Hannah Lawrence: NeuroPace responsive neurostimulation device

Published On 02/16/2017

Hannah Lawrence of Brandon, Miss., had her first seizure when she was 13 years old and was transported to Blair E. Baston Children’s Hospital in Jackson, Miss., where she was diagnosed with viral encephalitis. Inflammation on her brain left scar tissue and caused uncontrolled seizures.

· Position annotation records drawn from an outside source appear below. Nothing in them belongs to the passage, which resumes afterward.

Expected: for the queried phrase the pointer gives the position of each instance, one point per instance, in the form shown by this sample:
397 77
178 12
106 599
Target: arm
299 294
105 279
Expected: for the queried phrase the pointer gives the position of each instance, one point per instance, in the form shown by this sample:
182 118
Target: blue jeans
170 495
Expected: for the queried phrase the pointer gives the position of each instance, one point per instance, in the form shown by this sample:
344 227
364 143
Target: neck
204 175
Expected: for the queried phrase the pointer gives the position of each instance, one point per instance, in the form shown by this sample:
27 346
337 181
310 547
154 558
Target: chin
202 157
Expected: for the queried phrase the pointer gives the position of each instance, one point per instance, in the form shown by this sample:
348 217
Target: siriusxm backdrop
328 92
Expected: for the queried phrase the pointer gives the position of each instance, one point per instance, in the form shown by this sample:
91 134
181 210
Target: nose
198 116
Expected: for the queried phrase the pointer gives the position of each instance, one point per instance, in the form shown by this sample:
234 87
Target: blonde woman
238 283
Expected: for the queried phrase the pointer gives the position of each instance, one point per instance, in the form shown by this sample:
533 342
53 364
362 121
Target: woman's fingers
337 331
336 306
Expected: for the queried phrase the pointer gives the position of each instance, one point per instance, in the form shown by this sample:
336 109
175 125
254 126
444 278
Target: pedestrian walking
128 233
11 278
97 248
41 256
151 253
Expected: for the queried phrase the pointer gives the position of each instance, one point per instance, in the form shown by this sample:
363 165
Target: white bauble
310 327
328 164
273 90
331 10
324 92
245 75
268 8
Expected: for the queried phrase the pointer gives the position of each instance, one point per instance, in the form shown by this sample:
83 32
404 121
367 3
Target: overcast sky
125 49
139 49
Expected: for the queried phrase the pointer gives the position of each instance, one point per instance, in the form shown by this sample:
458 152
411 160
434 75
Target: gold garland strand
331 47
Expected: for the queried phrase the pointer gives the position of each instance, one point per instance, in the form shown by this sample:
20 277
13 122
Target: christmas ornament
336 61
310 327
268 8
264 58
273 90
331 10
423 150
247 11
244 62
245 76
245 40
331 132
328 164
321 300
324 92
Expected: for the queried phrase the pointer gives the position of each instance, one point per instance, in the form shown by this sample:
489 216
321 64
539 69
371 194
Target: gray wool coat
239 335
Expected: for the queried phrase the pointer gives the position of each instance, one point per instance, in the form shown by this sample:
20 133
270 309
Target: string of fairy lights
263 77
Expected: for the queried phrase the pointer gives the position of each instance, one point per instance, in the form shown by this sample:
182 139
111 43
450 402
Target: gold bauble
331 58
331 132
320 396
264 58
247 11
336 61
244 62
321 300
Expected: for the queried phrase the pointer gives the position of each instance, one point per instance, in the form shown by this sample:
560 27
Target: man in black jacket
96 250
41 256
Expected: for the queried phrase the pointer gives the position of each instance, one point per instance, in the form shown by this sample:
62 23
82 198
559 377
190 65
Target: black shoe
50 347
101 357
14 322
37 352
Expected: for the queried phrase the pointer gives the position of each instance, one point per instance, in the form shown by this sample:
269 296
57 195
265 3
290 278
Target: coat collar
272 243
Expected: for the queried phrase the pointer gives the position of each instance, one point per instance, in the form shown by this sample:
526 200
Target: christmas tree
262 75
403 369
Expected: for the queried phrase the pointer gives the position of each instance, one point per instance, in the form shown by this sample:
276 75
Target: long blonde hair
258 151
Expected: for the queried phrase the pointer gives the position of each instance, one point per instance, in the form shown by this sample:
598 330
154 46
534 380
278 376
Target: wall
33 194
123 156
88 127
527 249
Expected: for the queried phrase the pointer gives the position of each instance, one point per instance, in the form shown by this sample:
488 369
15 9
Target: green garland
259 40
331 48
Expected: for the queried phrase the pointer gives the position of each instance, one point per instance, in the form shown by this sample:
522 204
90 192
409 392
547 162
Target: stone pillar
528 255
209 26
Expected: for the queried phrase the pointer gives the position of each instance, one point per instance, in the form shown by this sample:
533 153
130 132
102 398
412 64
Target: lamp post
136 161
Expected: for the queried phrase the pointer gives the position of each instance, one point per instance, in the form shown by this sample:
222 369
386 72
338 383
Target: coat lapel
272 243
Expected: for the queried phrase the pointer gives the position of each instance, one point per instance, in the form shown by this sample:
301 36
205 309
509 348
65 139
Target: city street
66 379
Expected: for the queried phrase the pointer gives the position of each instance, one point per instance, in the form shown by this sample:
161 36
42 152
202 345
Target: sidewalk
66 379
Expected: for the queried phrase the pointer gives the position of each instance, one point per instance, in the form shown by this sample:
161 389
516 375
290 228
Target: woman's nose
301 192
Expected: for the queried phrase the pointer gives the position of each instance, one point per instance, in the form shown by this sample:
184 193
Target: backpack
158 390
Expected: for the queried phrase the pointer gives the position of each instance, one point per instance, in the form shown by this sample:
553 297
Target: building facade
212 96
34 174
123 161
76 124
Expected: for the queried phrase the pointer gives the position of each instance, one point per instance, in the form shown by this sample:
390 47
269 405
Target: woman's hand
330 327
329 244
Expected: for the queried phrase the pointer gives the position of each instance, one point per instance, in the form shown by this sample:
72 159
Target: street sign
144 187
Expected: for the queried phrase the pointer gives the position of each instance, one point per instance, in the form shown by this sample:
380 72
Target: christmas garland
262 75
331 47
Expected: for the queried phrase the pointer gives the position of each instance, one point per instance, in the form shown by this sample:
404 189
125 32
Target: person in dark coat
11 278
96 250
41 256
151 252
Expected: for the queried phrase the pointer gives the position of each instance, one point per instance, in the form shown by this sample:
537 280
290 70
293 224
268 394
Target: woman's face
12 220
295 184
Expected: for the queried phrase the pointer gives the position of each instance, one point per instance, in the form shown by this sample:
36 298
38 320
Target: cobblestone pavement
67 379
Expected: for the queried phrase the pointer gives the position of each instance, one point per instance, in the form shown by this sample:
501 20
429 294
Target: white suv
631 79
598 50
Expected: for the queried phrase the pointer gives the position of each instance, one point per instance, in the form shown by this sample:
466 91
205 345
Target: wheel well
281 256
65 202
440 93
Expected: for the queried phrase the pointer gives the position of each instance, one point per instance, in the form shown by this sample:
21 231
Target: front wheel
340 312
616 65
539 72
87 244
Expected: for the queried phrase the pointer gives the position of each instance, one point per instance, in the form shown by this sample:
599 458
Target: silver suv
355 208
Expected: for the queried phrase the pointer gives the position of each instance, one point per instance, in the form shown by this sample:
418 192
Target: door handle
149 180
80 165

She came to Le Bonheur in 2007 upon a referral from her pediatric neurologist. At Le Bonheur, Chief Neurologist James Wheless, MD, began exploring various treatment options for Hannah. Because medications did little to stop the seizures, doctors implanted a vagus nerve stimulation (VNS) device. In 2010, Hannah had another surgery, a right temporal lobectomy, to help control the seizures. She underwent another operation in 2013.

Hannah Lawrence at Le Bonheur

While each surgery slowed her seizures, Hannah still couldn’t live independently. When Wheless suggested the responsive neurostimulation (RNS) device, the Lawrence family jumped at the opportunity.

RNS is being used in a limited basis in children, primarily those older than 10 years old, with poorly controlled seizures. Le Bonheur is one of the few hospitals in the country to offer RNS therapy for children.

The RNS has dramatically reduced Hannah’s seizures, and the care and treatment she received at Le Bonheur has been life changing, her mom, Rhonda, said.

“Hannah can now do things without us like shopping by herself, and we don’t have to worry as much,” Rhonda said. “The RNS has changed our lives. Independence is important to her.”